This blog is all about making progress in technology and ideas. The ideas in this blog are now in the public domain and so are non-patentable. If you like this blog, you will also like my book "The Patterns of New Ideas". Let's make this world a better place.
Wednesday, January 1, 2014
The Amateur Wave
One way to help predict the future of trends in everyday technology is what I will term the "Amateur Wave". Amateurs have a vital role in the development and assimilation of new technology. As one phase of the Amateur Wave terminates because developments have made it too difficult, as well as unnecessary, a new phase inevitably opens up somewhere else.
Solid state (meaning based on transistors and other chips, rather than vacuum tubes) technology, combined with mass-production techniques, made small radio devices very difficult to diagnose and repair, and at the same time inexpensive enough to be disposable so that repair was unnecessary. It cost less to simply buy a new transistor radio, than to try and repair a broken one.
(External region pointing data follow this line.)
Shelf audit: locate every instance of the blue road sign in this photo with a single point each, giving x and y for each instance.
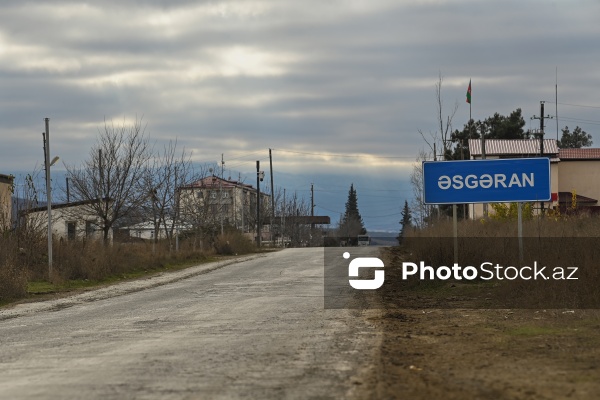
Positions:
(487, 181)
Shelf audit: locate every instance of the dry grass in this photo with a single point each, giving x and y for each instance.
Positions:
(24, 258)
(561, 245)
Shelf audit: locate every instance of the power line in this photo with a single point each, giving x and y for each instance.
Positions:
(573, 105)
(581, 120)
(342, 155)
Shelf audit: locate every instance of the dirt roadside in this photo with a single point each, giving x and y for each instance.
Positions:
(466, 353)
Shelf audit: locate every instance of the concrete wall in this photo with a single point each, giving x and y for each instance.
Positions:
(580, 176)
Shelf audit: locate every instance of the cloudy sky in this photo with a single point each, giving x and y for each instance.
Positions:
(338, 89)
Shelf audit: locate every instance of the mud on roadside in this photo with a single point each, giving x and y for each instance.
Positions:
(467, 353)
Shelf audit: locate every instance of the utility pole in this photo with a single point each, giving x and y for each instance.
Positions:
(258, 203)
(272, 196)
(541, 134)
(312, 207)
(221, 193)
(485, 212)
(48, 193)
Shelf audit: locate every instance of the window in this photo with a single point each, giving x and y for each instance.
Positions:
(90, 228)
(71, 230)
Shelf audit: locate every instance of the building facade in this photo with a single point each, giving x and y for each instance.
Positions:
(217, 202)
(6, 191)
(70, 221)
(573, 172)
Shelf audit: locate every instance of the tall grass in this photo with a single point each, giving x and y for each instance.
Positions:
(24, 258)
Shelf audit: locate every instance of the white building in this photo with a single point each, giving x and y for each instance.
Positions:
(70, 221)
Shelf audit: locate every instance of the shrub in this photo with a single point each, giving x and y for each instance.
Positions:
(233, 242)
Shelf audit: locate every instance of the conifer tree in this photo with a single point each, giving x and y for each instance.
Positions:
(405, 222)
(352, 224)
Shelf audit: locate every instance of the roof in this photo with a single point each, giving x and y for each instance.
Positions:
(567, 197)
(62, 205)
(299, 219)
(523, 147)
(579, 154)
(6, 179)
(216, 182)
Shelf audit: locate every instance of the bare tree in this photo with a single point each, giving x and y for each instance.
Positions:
(440, 140)
(421, 211)
(113, 173)
(168, 171)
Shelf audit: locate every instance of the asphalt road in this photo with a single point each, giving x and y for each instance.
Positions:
(255, 329)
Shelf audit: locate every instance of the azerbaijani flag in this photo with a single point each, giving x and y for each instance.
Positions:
(469, 93)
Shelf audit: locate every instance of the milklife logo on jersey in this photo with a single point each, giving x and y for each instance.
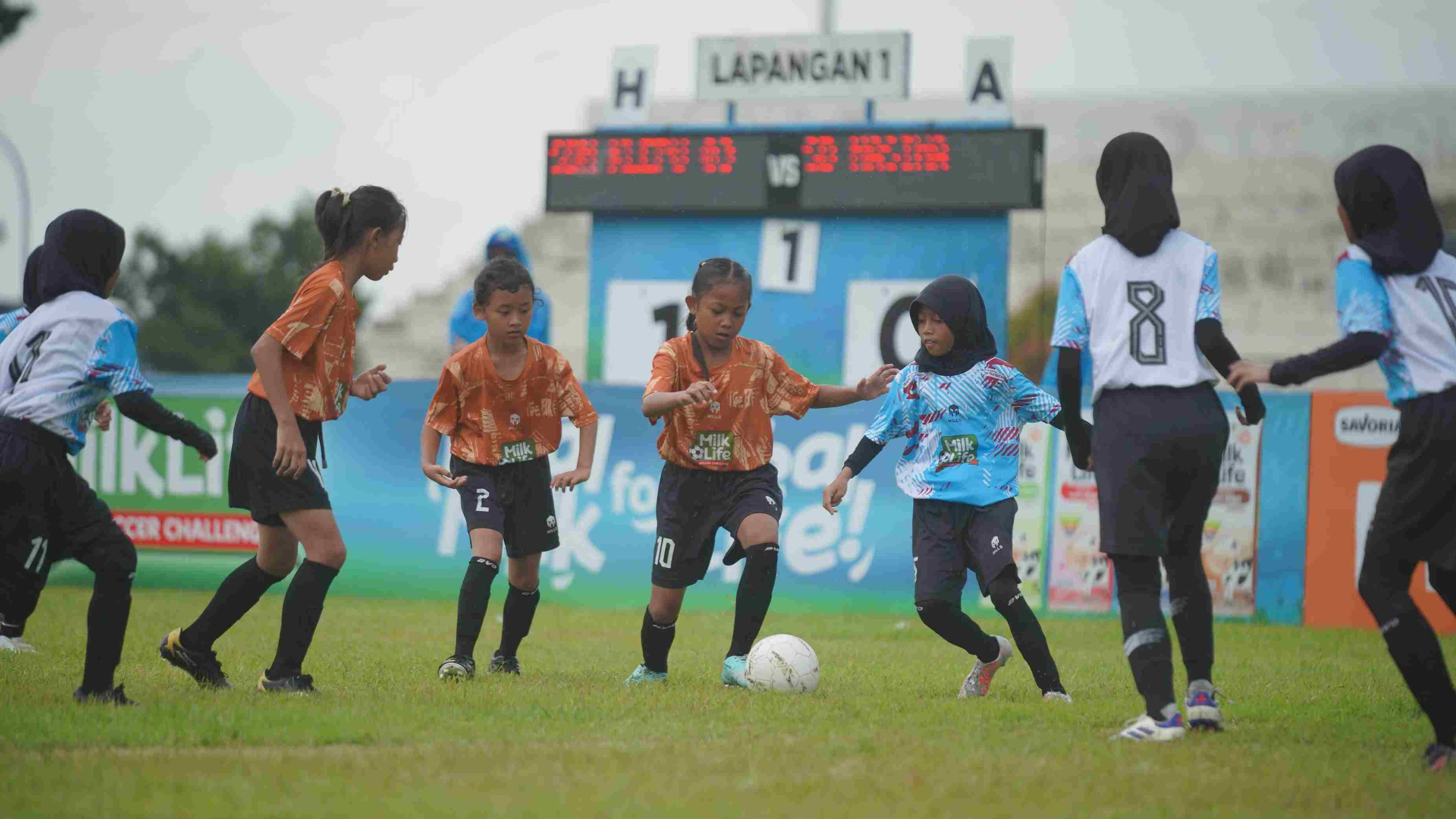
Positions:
(957, 450)
(1371, 427)
(517, 451)
(713, 449)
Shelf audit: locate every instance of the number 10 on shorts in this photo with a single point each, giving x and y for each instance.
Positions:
(664, 553)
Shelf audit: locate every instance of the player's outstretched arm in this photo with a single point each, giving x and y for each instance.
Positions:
(146, 411)
(868, 389)
(430, 457)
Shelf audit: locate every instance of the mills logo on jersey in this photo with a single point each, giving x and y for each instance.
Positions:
(963, 431)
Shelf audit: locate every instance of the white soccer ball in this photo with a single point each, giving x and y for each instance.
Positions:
(782, 662)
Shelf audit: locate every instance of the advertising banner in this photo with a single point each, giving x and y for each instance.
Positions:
(1350, 437)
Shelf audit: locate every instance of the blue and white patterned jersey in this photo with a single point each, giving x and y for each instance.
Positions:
(1135, 315)
(1416, 312)
(63, 361)
(965, 431)
(11, 321)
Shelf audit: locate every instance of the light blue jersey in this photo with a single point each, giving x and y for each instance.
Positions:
(11, 321)
(965, 431)
(1416, 312)
(63, 361)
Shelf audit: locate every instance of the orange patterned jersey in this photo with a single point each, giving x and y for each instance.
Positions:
(733, 431)
(493, 421)
(318, 332)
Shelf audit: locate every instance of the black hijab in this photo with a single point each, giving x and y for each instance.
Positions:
(82, 251)
(1384, 192)
(1136, 184)
(31, 287)
(961, 308)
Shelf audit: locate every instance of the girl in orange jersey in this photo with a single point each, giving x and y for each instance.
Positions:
(305, 377)
(718, 393)
(501, 401)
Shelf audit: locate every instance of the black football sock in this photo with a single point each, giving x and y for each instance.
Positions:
(302, 608)
(957, 629)
(1193, 613)
(1145, 632)
(475, 597)
(1031, 642)
(107, 629)
(755, 595)
(1385, 588)
(235, 598)
(520, 610)
(657, 641)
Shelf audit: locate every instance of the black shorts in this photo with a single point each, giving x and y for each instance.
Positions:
(1416, 514)
(254, 484)
(47, 511)
(691, 508)
(947, 539)
(1157, 454)
(513, 500)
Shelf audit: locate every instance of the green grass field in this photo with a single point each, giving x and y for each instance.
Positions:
(1320, 726)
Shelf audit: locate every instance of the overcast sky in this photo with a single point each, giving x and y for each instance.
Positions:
(196, 115)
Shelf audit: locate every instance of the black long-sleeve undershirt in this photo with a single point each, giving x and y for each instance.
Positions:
(146, 411)
(1221, 354)
(1349, 353)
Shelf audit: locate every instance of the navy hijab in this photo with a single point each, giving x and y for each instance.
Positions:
(1384, 192)
(961, 308)
(82, 251)
(1136, 184)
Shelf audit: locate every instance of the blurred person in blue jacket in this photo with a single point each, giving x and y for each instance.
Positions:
(466, 329)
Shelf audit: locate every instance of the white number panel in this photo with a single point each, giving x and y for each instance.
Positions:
(788, 257)
(641, 315)
(877, 325)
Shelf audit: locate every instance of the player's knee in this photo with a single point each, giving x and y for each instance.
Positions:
(1005, 591)
(934, 613)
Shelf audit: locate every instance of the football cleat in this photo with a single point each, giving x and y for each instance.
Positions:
(113, 697)
(458, 667)
(296, 684)
(979, 682)
(1438, 755)
(1203, 706)
(734, 668)
(1148, 729)
(17, 645)
(644, 674)
(203, 667)
(501, 664)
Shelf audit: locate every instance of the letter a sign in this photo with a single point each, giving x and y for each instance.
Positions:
(988, 78)
(629, 92)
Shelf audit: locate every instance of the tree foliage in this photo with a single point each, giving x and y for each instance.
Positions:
(202, 308)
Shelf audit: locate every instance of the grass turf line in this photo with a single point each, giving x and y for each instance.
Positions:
(1320, 725)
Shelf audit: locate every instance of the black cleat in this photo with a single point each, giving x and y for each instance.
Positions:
(203, 667)
(296, 684)
(501, 664)
(1438, 755)
(113, 697)
(458, 667)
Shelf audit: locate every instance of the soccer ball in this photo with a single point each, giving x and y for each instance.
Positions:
(782, 662)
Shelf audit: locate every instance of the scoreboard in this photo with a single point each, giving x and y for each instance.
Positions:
(833, 171)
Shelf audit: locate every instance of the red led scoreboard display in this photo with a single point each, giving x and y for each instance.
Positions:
(785, 172)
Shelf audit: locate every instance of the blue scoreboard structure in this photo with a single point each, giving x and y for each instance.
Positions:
(841, 227)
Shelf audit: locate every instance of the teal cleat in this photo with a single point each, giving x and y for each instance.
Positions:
(644, 674)
(734, 671)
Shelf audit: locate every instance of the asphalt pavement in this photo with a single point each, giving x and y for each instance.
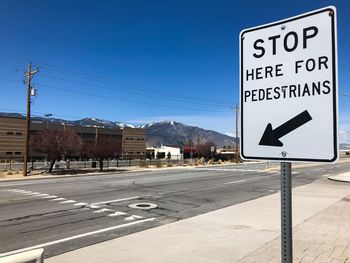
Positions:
(63, 214)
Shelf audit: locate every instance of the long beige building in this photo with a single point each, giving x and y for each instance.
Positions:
(130, 142)
(12, 138)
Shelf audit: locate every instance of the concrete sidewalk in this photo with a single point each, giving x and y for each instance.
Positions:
(247, 232)
(343, 177)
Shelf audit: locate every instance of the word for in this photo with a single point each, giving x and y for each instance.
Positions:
(308, 65)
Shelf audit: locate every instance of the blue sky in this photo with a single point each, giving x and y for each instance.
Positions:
(141, 61)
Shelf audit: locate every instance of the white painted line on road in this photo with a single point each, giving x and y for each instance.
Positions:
(77, 236)
(81, 204)
(118, 213)
(236, 182)
(229, 170)
(49, 197)
(92, 206)
(117, 200)
(59, 199)
(133, 217)
(102, 210)
(18, 191)
(68, 202)
(41, 195)
(33, 193)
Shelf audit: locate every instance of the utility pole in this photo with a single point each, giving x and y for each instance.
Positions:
(236, 109)
(29, 76)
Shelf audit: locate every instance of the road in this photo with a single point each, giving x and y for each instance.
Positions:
(64, 214)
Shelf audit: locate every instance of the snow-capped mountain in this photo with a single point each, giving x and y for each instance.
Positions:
(165, 132)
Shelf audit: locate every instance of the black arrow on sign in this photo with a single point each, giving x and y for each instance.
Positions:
(271, 137)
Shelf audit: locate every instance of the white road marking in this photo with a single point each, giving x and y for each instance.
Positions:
(117, 200)
(133, 217)
(68, 202)
(236, 182)
(80, 204)
(77, 236)
(49, 197)
(59, 199)
(92, 206)
(229, 170)
(102, 210)
(117, 214)
(41, 195)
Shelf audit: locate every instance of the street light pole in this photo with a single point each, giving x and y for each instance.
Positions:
(29, 76)
(48, 115)
(236, 109)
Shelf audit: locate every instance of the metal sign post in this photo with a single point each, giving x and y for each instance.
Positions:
(286, 213)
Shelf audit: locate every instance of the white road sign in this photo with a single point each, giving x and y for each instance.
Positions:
(288, 95)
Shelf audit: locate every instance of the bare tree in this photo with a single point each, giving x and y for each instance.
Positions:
(204, 150)
(102, 148)
(56, 143)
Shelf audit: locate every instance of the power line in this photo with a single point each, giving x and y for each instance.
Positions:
(117, 99)
(119, 83)
(148, 94)
(83, 75)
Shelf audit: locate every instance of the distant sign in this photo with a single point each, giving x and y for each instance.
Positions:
(288, 95)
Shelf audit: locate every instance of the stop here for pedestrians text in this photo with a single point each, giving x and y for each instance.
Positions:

But prior to these developments, the Amateur Wave contributed a tremendous amount to the development of electronics and radio technology, from amateur (HAM) radio operators to the hobbyists who would construct all manner of projects from kits and electronic components. A few decades ago, skill with electronics was in very high demand.
Just as mass-production and miniaturization was making that increasingly unnecessary, more and more people were becoming able to afford cars, and the Amateur Wave shifted into the automotive field. From the 1950s to the early 1980s, one might hear a guy talking about rebuilding the engine of his car over the weekend, or fine-tuning it's performance in the days when engines still required tune-ups, or maybe installing an air intake scoop on the hood to impress everyone at school.
But then cars got more efficient and computerized so that, as with electronics and radios in earlier days, amateur participation became increasingly difficult as well as unnecessary.
It was around this time that computers were making the transition from mainframes to PCs, and the Amateur Wave moved on to another phase. In a technically-inclined family, the grandfather might reminisce about building radios and electronic projects, the father about souping up car engines and, the son about putting together computers and adventures online and with computer games.
Whatever the next major development in technology turns out to be, we can be sure that the Amateur Wave will be there.